Einführung des Rauchverbotes in öffentlichen Räumen sind Raucher gezwungen, ihrem Laster im Freien zu frönen. Egal ob es regnet oder schneit, sieht man Nikotinsklaven vor Krankenhäusern, Kaufhäusern, Geschäften, Wirtshäusern und Büros stehen und an ihren Glimmstängeln saugen. Nichtraucher, vor allem mit Kindern, beschweren sich, weil ihnen beim Betreten eines öffentlichen Gebäudes eine Rauchwolke den Atem nimmt. Sie fordern, dass der Genuss von Rauchwaren an öffentlichen Plätzen und vor öffentlichen Gebäuden verboten wird. Raucher halten dagegen, dass der Genuss anderer Suchtmittel wie Alkohol oder Koffein nicht beanstandet wird. Auch das Bundesgesundheitsamt warnt mit Hinweisen auf den Zigarettenschachteln und Tabak vor dem Tabakkonsum: „Rauchen fügt Ihnen und den Menschen in Ihrer Umgebung erheblichen Schaden zu“. Wie Apotheker Peter Floßmann weiß, ist es wissenschaftlich erwiesen, dass passives Rauchen sogar schädlicher sein kann als das aktive. Bis heute gebe es außerdem keinen wissenschaftlichen Nachweis für einen positiven Effekt durch das Rauchen. Hingegen könne Alkohol – in Maßen genossen – der Gesundheit sogar förderlich sein. Ebenso Kaffee, wie neueste Forschungen belegten. Schrittweise wurde im Hinblick auf das Rauchen auch die Tabaksteuer erhöht. Angeblich soll so der volkswirtschaftliche Schaden für das Gesundheitssystem gemindert werden. Die Steuer liegt jetzt bei 73 Prozent des Kaufpreises und spült jährlich 14,3 Milliarden Euro in die Bundeskassen. Apotheker Peter Floßmann, Inhaber der Marien-Apotheke Freising: „Bei diesem Thema sind zwei schützenswerte Rechtsgüter gegeneinander abzuwägen: Das eine ist das Gemeinwohl und die Gesundheit von allen Bürgern, das andere ist das Recht auf persönliche Freiheit. Diese findet jedoch da ihre Grenzen, wo durch das Rauchen die Gesundheit von anderen gefährdet wird.
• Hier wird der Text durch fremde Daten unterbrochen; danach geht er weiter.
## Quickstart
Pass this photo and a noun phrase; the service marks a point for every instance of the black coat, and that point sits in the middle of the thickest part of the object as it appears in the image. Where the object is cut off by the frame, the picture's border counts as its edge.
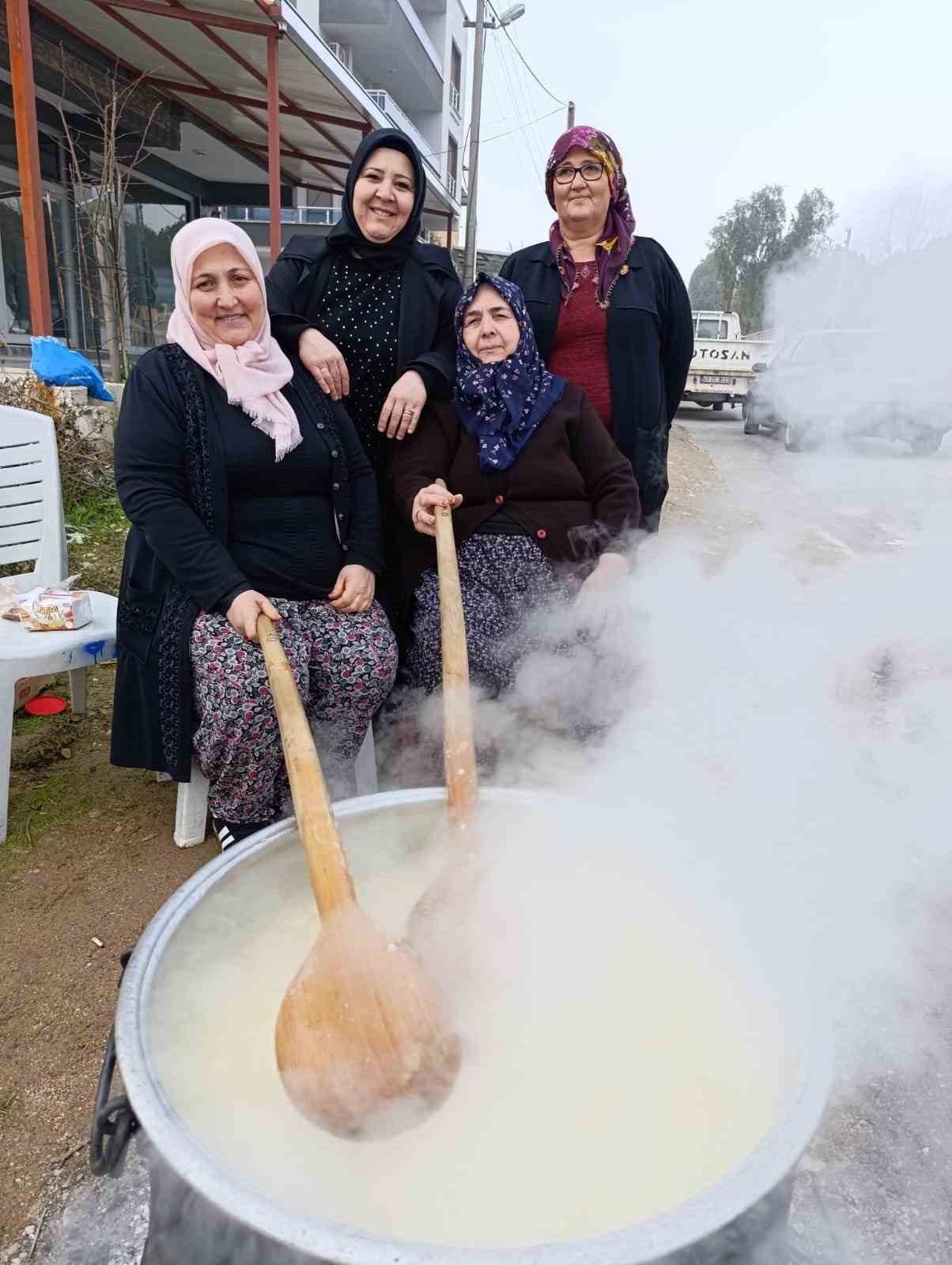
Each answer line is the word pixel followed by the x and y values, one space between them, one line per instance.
pixel 650 348
pixel 570 489
pixel 172 484
pixel 429 291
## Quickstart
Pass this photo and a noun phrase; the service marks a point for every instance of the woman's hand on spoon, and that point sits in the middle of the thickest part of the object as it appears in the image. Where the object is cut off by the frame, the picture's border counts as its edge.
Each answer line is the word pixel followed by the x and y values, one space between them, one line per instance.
pixel 427 500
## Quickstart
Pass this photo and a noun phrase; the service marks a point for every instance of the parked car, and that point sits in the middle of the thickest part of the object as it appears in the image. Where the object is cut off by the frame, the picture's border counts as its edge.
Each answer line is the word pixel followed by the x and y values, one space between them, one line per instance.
pixel 851 383
pixel 720 367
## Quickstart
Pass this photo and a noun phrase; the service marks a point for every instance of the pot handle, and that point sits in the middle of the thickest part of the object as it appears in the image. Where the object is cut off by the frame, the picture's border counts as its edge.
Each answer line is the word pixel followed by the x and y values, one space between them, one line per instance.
pixel 113 1119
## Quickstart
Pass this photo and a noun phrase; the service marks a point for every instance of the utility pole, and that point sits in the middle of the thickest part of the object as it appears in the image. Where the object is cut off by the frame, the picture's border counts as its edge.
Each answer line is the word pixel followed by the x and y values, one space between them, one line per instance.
pixel 482 27
pixel 475 111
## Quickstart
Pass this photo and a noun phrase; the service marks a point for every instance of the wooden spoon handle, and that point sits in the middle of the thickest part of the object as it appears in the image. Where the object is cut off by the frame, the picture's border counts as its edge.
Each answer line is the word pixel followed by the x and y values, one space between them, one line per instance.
pixel 327 863
pixel 459 746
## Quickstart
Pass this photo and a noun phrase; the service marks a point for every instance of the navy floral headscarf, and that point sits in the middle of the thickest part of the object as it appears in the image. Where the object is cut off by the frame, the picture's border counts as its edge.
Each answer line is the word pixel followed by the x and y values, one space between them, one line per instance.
pixel 503 404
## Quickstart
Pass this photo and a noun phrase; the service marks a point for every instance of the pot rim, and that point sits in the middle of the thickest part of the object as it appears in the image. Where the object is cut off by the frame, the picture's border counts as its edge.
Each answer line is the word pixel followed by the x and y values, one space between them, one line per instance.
pixel 644 1243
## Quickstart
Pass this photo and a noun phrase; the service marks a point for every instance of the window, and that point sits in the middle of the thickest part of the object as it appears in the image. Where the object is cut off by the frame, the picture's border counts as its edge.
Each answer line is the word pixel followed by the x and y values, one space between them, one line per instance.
pixel 456 67
pixel 452 164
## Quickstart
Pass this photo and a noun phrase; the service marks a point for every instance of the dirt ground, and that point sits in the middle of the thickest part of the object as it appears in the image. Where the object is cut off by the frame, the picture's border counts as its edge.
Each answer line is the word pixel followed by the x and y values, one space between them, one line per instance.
pixel 90 854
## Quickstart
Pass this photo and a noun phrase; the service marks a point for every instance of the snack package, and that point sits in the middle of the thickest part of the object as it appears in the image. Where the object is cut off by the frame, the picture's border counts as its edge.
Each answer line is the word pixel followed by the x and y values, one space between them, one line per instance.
pixel 55 610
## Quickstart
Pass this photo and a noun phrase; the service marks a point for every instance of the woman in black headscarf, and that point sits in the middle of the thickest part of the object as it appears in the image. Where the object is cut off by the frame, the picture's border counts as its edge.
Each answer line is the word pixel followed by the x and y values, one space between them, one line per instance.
pixel 370 309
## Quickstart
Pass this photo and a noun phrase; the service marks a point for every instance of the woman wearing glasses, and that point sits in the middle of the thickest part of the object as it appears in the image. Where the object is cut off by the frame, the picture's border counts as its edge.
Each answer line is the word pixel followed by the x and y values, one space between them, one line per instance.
pixel 609 310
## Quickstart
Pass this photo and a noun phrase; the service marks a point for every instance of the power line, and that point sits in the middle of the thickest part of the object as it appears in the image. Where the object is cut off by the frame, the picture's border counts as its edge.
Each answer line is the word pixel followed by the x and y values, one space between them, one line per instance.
pixel 513 82
pixel 505 29
pixel 485 141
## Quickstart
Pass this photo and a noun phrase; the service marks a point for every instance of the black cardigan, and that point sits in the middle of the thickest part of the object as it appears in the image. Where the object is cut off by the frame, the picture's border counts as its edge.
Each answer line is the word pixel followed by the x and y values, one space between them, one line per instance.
pixel 172 484
pixel 650 348
pixel 570 489
pixel 429 291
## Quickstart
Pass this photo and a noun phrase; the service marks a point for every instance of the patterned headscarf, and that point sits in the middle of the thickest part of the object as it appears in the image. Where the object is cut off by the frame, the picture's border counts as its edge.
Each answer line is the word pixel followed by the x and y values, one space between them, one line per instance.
pixel 618 234
pixel 503 404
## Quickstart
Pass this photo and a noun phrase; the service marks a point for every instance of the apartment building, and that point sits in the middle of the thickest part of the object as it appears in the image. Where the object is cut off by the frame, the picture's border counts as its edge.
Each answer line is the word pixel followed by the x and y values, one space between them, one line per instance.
pixel 409 59
pixel 195 126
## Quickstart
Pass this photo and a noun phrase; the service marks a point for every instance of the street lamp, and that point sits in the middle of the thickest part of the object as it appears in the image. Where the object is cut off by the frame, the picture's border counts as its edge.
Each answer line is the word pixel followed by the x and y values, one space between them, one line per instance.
pixel 480 25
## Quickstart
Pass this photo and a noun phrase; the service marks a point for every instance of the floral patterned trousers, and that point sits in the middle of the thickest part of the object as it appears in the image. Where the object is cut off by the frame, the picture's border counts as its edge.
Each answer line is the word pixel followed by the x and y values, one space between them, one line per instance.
pixel 501 580
pixel 343 667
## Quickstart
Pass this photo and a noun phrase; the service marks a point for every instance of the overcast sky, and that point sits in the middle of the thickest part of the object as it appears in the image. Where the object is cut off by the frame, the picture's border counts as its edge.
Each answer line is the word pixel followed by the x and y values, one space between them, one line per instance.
pixel 708 101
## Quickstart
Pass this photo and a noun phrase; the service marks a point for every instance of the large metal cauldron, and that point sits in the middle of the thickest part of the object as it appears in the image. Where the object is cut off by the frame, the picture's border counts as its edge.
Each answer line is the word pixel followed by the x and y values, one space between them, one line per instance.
pixel 206 1216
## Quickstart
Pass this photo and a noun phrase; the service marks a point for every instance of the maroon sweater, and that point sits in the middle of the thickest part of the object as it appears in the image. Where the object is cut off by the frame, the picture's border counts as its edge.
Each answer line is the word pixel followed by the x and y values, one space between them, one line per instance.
pixel 570 489
pixel 580 348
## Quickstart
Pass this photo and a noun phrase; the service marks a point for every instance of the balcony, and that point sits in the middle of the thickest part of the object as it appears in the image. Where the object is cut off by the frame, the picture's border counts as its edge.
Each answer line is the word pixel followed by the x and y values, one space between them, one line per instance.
pixel 383 101
pixel 326 215
pixel 391 47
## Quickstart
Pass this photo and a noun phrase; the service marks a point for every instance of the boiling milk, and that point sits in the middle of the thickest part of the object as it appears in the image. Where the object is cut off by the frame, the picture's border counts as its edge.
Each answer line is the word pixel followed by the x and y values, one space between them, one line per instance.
pixel 614 1064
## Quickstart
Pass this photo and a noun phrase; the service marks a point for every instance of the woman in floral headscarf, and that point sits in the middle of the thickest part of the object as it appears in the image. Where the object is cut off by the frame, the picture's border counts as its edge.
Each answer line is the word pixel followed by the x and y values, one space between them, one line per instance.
pixel 535 481
pixel 609 309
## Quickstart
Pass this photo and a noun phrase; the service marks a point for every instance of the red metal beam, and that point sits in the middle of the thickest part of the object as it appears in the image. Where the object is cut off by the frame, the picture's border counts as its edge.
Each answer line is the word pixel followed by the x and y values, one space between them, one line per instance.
pixel 233 99
pixel 196 17
pixel 137 71
pixel 176 61
pixel 274 151
pixel 256 75
pixel 25 108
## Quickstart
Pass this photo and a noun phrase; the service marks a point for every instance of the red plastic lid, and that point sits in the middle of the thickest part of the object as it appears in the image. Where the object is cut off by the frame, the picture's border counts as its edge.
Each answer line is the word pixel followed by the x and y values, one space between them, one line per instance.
pixel 44 705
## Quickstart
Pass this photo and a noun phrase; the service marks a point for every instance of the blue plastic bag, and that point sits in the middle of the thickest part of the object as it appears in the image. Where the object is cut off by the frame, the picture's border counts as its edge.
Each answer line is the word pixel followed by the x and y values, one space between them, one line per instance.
pixel 61 367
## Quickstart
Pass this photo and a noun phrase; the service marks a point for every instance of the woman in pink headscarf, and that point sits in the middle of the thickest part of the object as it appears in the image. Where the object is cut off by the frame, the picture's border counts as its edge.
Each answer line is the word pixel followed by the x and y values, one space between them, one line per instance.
pixel 248 493
pixel 609 309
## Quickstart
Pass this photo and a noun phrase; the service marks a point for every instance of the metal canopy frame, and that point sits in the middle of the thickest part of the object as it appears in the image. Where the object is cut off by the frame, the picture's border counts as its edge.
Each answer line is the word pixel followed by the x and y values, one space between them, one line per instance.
pixel 263 114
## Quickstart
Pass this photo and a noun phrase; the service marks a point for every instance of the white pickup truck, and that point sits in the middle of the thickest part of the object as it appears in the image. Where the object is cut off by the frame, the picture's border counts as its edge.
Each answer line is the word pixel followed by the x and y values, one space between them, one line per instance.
pixel 723 361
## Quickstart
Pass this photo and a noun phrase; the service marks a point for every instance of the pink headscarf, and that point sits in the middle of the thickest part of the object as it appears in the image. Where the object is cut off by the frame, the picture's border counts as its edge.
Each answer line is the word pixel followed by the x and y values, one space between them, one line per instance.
pixel 254 373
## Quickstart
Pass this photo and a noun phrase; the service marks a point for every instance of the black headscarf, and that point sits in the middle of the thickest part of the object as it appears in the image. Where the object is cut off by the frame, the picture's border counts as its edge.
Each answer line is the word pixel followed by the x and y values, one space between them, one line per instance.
pixel 346 234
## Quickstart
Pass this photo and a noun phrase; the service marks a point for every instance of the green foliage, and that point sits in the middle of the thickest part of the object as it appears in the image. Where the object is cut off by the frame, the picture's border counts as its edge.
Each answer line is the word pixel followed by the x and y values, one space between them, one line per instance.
pixel 756 238
pixel 704 288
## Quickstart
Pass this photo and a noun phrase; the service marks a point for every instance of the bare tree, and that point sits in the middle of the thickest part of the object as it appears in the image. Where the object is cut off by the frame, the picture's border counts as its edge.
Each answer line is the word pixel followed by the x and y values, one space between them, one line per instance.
pixel 103 162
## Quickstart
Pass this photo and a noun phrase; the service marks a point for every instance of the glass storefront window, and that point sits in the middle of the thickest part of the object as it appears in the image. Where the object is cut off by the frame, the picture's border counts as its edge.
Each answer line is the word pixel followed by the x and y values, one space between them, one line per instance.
pixel 14 310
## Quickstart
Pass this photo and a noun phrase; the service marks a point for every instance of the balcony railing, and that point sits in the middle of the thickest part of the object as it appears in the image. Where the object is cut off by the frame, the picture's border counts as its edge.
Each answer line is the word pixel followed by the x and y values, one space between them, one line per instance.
pixel 289 214
pixel 383 101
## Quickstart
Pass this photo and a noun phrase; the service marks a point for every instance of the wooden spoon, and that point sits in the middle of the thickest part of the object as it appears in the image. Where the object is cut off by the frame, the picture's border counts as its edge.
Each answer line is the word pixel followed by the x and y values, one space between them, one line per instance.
pixel 459 744
pixel 437 908
pixel 361 1037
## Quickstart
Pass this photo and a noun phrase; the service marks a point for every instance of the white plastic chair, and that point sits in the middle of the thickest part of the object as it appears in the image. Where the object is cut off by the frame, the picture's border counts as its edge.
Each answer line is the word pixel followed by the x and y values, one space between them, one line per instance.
pixel 32 528
pixel 191 803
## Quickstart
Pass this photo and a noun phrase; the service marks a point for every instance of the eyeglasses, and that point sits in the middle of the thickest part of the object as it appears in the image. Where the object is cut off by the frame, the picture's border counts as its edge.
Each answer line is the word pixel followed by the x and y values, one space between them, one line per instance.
pixel 590 171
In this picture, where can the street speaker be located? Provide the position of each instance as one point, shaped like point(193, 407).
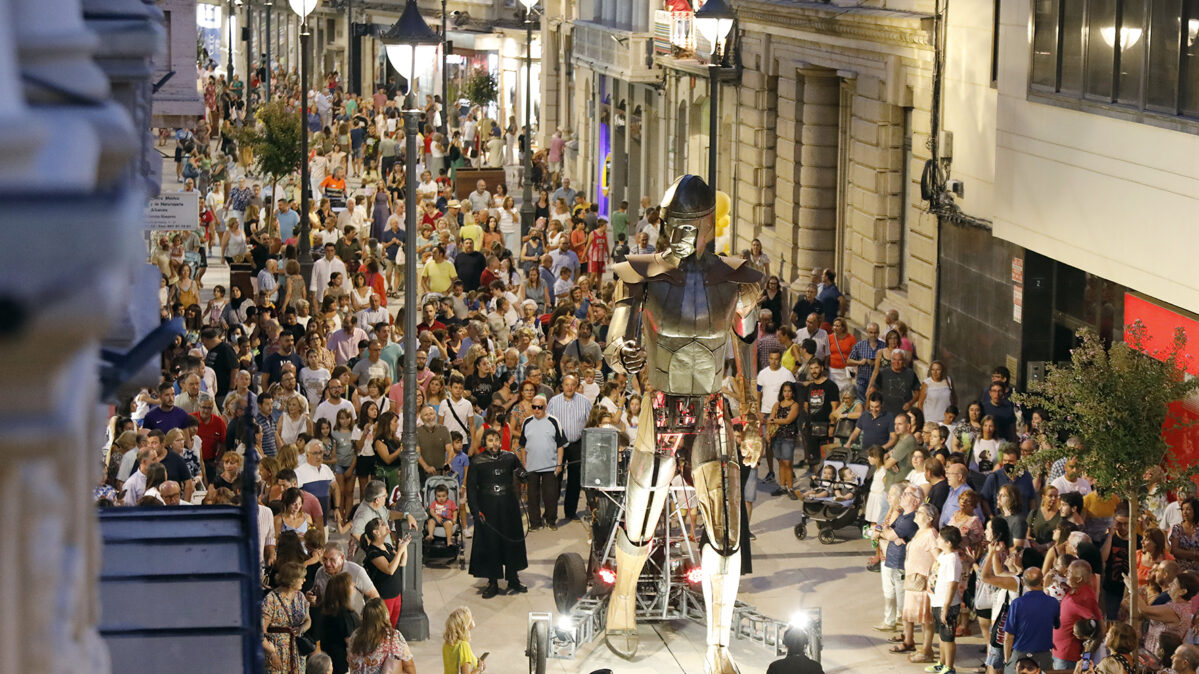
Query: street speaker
point(601, 458)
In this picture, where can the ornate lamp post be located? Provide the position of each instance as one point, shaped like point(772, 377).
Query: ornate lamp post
point(270, 37)
point(526, 202)
point(405, 42)
point(714, 20)
point(302, 8)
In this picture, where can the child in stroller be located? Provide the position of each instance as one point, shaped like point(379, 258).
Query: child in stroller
point(441, 513)
point(836, 498)
point(441, 501)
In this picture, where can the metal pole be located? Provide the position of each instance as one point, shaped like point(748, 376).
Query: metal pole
point(305, 235)
point(270, 37)
point(249, 56)
point(526, 206)
point(229, 46)
point(414, 623)
point(712, 114)
point(445, 73)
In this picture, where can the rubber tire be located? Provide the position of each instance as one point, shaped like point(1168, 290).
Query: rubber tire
point(538, 648)
point(570, 581)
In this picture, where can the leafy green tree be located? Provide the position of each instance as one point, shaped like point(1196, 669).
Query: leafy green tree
point(481, 88)
point(275, 140)
point(1116, 402)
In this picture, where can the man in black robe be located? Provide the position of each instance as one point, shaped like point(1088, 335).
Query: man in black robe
point(499, 547)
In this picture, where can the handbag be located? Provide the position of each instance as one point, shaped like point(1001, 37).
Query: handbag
point(915, 582)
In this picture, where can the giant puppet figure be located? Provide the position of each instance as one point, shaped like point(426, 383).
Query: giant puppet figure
point(676, 314)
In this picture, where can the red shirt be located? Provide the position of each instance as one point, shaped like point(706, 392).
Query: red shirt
point(211, 435)
point(1078, 605)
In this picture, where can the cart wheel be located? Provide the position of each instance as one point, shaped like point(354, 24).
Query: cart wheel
point(570, 581)
point(538, 648)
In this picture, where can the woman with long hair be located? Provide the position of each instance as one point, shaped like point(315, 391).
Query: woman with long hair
point(492, 234)
point(386, 446)
point(293, 517)
point(784, 428)
point(966, 431)
point(383, 561)
point(1044, 518)
point(375, 644)
point(457, 657)
point(336, 620)
point(284, 618)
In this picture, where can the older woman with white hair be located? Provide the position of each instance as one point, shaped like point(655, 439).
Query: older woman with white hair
point(899, 529)
point(919, 555)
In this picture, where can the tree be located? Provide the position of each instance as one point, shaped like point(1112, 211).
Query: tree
point(1116, 401)
point(275, 140)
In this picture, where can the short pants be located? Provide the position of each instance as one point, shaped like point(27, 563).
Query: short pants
point(947, 627)
point(783, 449)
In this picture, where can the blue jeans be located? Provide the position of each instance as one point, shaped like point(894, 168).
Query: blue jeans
point(783, 449)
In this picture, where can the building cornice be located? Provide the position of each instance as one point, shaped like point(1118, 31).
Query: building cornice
point(868, 24)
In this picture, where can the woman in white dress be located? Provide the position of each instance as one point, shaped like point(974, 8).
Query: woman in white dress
point(935, 392)
point(510, 224)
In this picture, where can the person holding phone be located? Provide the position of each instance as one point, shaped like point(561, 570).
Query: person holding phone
point(456, 653)
point(383, 563)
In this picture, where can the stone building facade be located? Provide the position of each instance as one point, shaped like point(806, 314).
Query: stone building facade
point(823, 130)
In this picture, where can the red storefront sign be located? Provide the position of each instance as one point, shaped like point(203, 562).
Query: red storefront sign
point(1160, 324)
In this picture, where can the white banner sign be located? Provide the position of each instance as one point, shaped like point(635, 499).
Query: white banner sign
point(173, 211)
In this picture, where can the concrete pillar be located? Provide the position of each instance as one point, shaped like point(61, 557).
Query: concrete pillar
point(817, 170)
point(50, 343)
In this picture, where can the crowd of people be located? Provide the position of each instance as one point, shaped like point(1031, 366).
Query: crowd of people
point(965, 533)
point(307, 374)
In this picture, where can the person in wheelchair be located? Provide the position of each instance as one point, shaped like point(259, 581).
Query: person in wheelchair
point(443, 512)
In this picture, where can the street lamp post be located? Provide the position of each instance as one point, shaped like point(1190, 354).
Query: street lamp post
point(445, 72)
point(714, 22)
point(408, 40)
point(526, 202)
point(270, 37)
point(302, 8)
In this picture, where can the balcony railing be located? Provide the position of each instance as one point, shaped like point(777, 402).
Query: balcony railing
point(621, 53)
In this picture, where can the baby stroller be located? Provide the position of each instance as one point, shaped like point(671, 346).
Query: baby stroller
point(443, 552)
point(837, 497)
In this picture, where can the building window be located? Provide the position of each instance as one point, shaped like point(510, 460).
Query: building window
point(1132, 58)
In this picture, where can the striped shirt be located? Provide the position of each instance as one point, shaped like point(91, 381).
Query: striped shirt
point(572, 414)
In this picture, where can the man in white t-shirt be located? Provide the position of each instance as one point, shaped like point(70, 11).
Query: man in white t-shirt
point(317, 479)
point(812, 330)
point(771, 379)
point(1072, 480)
point(335, 403)
point(946, 599)
point(458, 413)
point(313, 378)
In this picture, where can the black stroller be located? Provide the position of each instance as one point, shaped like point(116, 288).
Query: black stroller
point(837, 495)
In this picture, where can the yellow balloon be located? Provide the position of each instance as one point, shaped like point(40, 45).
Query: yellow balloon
point(723, 205)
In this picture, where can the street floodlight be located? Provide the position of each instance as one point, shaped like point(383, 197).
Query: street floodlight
point(714, 20)
point(303, 7)
point(408, 36)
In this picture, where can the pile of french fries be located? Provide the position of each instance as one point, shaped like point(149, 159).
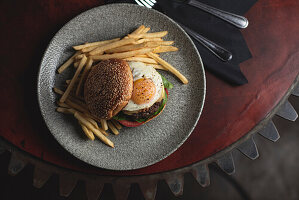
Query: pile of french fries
point(138, 46)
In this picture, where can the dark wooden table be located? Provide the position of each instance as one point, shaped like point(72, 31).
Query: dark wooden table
point(230, 113)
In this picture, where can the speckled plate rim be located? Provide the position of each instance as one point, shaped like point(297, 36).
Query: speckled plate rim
point(203, 78)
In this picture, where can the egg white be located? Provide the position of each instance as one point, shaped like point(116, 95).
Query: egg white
point(140, 70)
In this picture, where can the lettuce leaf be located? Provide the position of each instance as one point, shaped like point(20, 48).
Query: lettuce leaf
point(167, 85)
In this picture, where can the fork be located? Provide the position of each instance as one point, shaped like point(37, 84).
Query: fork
point(234, 19)
point(217, 50)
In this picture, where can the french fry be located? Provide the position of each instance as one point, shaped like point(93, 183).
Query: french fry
point(88, 49)
point(98, 133)
point(76, 64)
point(84, 74)
point(148, 40)
point(148, 35)
point(122, 55)
point(158, 67)
point(104, 124)
point(79, 57)
point(138, 30)
point(94, 123)
point(79, 47)
point(125, 48)
point(141, 59)
point(143, 56)
point(112, 128)
point(145, 30)
point(87, 132)
point(71, 85)
point(162, 49)
point(166, 43)
point(116, 124)
point(67, 63)
point(169, 67)
point(101, 49)
point(63, 110)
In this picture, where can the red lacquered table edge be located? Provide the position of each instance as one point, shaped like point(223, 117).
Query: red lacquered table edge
point(148, 183)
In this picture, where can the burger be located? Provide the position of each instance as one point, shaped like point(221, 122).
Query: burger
point(130, 92)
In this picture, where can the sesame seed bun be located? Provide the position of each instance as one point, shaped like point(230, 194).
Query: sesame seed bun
point(108, 88)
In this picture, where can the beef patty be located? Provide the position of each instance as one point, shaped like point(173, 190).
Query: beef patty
point(147, 112)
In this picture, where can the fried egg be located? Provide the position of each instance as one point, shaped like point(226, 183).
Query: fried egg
point(147, 87)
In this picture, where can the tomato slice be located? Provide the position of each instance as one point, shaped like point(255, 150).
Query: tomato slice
point(129, 123)
point(134, 123)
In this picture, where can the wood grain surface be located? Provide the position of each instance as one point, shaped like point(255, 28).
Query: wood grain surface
point(229, 112)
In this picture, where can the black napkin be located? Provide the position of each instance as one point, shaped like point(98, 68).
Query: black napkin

Ein generelles Rauchverbot in der Öffentlichkeit durchzusetzen halte ich für problematisch“. Brigitte Kucinski, Schreibwarenhändlerin in der Freisinger Düwellstraße: „Ob das Rauchen in der Öffentlichkeit verboten werden kann, mag dahingestellt sein, aber das Rauchen zum Beispiel im eigenen Kfz zu verbieten, wie es jetzt diskutiert wird, halte ich für einen zu großen Eingriff in die persönliche Freiheit. Was das Rauchen vor den Supermärkten oder anderen öffentlich Gebäuden betrifft, sollte man den Rauchern eine Gelegenheit bieten, in einem Raum ihrer Gewohnheit nachgehen zu können“.